While most of the specifics I know about the dynamic at EA Canada have been garnered externally, I still know you don't get things done at EA unless the highest level is on board and committed. Whatever Paterson accomplished, Wilson and the other execs who were there at the time deserve a ton of credit for empowering him and his team to make an acclaimed, hugely profitable product. Or in the case of FIFA, series of products.

If you enjoy playing EA Sports games, you should be encouraged that the highest levels of EA have recognized the success of all involved, by putting people like Wilson, Paterson and Cam Weber in more powerful positions within the company.

Edited 2 times. Last edit by Jeremy Stein on 25th April 2012 6:53pm

Posted:A year ago

#6
You're right, Christopher. At one point my comment included the sentence "with EA's marketing, licensing and budgetary power." ;)

However, I think there's no denying that the core gameplay was copied/borrowed quite liberally indeed, right down to the very nuances of gameplay and control schemes that made PES so great and which in turn makes FIFA so great.
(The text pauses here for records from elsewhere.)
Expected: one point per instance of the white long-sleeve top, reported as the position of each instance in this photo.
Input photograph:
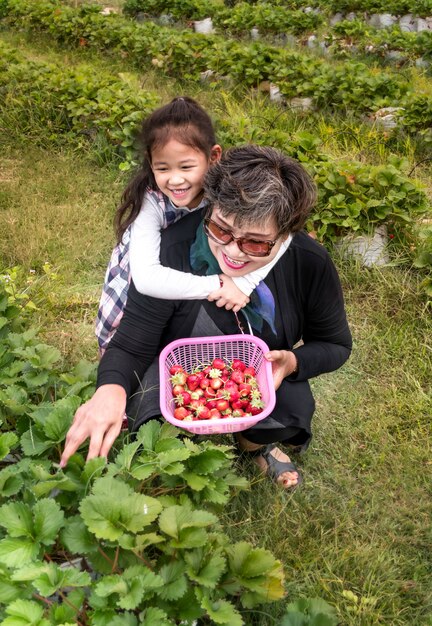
(137, 256)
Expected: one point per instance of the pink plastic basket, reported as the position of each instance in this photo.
(192, 352)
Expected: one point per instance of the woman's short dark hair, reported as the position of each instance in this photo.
(254, 184)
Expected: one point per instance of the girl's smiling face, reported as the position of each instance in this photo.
(179, 171)
(232, 261)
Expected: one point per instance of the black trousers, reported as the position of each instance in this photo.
(289, 423)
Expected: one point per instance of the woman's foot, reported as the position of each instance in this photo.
(273, 462)
(276, 464)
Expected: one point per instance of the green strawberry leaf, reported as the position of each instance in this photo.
(76, 538)
(23, 613)
(114, 508)
(15, 552)
(221, 612)
(16, 518)
(7, 442)
(48, 519)
(205, 569)
(174, 581)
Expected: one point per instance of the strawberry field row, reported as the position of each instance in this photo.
(345, 36)
(422, 8)
(352, 196)
(242, 17)
(350, 85)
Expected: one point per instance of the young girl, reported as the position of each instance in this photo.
(179, 146)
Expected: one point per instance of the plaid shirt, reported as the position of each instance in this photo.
(118, 276)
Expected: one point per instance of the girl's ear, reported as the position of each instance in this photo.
(215, 153)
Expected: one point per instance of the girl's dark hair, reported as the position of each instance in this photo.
(253, 184)
(182, 119)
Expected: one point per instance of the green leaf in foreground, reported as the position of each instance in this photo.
(23, 612)
(205, 567)
(7, 442)
(131, 586)
(48, 578)
(221, 612)
(115, 508)
(48, 519)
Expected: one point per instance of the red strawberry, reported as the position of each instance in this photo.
(179, 378)
(177, 389)
(192, 381)
(210, 393)
(244, 389)
(222, 405)
(238, 365)
(181, 412)
(183, 398)
(203, 413)
(237, 376)
(219, 364)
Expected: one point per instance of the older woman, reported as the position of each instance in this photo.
(259, 200)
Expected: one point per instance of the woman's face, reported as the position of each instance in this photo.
(232, 261)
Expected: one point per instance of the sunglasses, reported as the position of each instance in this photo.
(252, 247)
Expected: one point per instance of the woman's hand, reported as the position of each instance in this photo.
(100, 419)
(229, 295)
(283, 363)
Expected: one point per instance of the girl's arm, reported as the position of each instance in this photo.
(150, 277)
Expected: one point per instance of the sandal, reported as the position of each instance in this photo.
(274, 467)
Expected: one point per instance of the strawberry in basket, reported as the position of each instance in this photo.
(216, 390)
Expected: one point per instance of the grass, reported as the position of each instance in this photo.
(359, 532)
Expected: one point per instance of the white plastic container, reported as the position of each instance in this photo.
(370, 250)
(205, 26)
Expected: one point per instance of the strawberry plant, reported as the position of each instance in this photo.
(175, 53)
(133, 541)
(423, 258)
(359, 197)
(216, 391)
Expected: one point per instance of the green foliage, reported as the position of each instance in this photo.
(81, 105)
(135, 539)
(182, 53)
(357, 197)
(309, 612)
(423, 258)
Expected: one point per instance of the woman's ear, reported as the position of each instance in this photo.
(215, 154)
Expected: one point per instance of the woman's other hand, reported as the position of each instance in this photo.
(229, 295)
(283, 363)
(99, 419)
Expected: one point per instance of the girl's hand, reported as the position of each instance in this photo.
(100, 418)
(283, 363)
(229, 295)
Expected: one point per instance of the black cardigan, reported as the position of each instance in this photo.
(309, 307)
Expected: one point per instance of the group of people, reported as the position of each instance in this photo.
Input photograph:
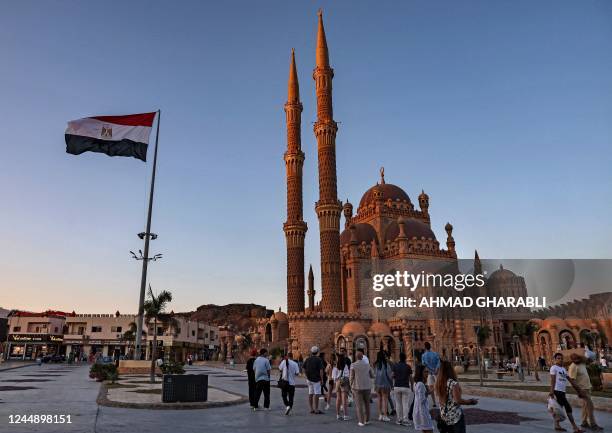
(409, 395)
(578, 377)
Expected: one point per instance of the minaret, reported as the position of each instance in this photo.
(311, 291)
(295, 227)
(328, 207)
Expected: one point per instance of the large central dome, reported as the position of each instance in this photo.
(388, 190)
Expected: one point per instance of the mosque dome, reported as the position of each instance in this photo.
(412, 227)
(501, 275)
(387, 191)
(363, 231)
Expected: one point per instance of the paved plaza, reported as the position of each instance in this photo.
(66, 389)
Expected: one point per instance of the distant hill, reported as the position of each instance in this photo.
(240, 316)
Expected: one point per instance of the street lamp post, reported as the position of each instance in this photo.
(145, 261)
(519, 365)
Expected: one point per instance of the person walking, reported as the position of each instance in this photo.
(313, 367)
(328, 382)
(289, 369)
(579, 374)
(421, 415)
(262, 379)
(558, 385)
(341, 378)
(402, 390)
(251, 378)
(431, 360)
(383, 384)
(449, 396)
(360, 379)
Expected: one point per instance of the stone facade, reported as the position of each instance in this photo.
(386, 228)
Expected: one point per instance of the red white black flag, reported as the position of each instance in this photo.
(111, 135)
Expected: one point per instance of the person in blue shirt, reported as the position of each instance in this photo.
(431, 361)
(262, 379)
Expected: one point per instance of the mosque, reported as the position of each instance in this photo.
(386, 228)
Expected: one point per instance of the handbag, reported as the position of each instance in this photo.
(344, 381)
(282, 383)
(443, 427)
I don't believe it's 11 vs 11 online play that started FIFA's rise to the top. (For me it hardly ever works, team spirit isn't really a big thing on the internet..) It's finally getting the core gameplay right and peppering it with everything EA has over Konami to get the edge; solid online support, polish, licensing, presentation etc.

p.s. Where EA used to add undesirable gameplay to FIFA in an attempt to retake its audience e.g. 'off the ball control' (but only started getting it right by copying PES), now the roles seem to be reversed, with Konami desperately trying to find hooks for PES to fight the beast that is EA. I'm afraid they are fighting a losing battle.

Posted:A year ago

#7

Curt Sampson
Sofware Developer

564 278 0.5
Jeremy writes, "Any initiative at a company like EA requires buy-in from above ...Wilson and the other execs who were there at the time deserve a ton of credit for empowering him and his team..."

Actually, I look at it from a different point of view: as an executive, you don't get credit for letting people below you do a good job, you merely get blame if you don't do that.

Posted:A year ago

#8

Jeff Hannan
Senior Programmer

2 0 0.0
@Jeremy Stein - yes, I thought I'd mention the article because it was a detailed interview about how FIFA turned it around - worth a read if anyone's interested. The interview here seems to change that story, but that might just be how I'm reading it.

I worked with Gary before he went to EA and it was no surprise that he went on to great things.